Abstract: Create continuous-time random walk on the symmetric group by successively composing independent transpositions chosen uniformly at random from among the possibilities, at rate n/2.  The uniform distribution is stationary for this Markov chain. A well-known result of Schramm states that this process undergoes a phase transition: if t < 1, the cycles of the permutation at time t are O(log n) in size, whereas for t > 1, a positive proportion of the numbers {1,2,\ldots,n} are contained in giant cycles, whose relative sizes are distributed approximately as Poisson-Dirichlet(0,1) (so that although the whole random walk is far from having reached stationarity, it has mixed on part of the space).  In this talk, I will characterise the behaviour of the critical random transposition random walk, and shed light on the emergence of the Poisson-Dirichlet distribution.  This is joint work with Dominic Yeo.
 

  Julien Berestycki.  Brownian bees in the infinite swarm limit

Abstract: The N-Branching brownian motion is a particle system in which independent particles move on the real-line as Brownian motions, branch at rate one and the total population size is kept constant equal to N by removing the leftmost particle at each branching event. This model, which was introduced by Brunet and Derrida to study certain noisy reaction-diffusion equations, can also be seen as a model for the evolution of a population under selection. Its hydrodynamic limit was shown recently to exist and satisfies a free boundary problem.

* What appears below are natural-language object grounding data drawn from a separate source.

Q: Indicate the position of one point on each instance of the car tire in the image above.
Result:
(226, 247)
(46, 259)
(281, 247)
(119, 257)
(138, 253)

I will present an analogous result in higher dimension (the so-called Brownian bees model) for which we can prove the existence of the hydrodynamic result, the global existence of the solution to the associated free boundary problem and describe the large time behaviour of the particle system and of its deterministic limit.
This is based on joint works with E. Brunet, J. Nolen and S. Penington.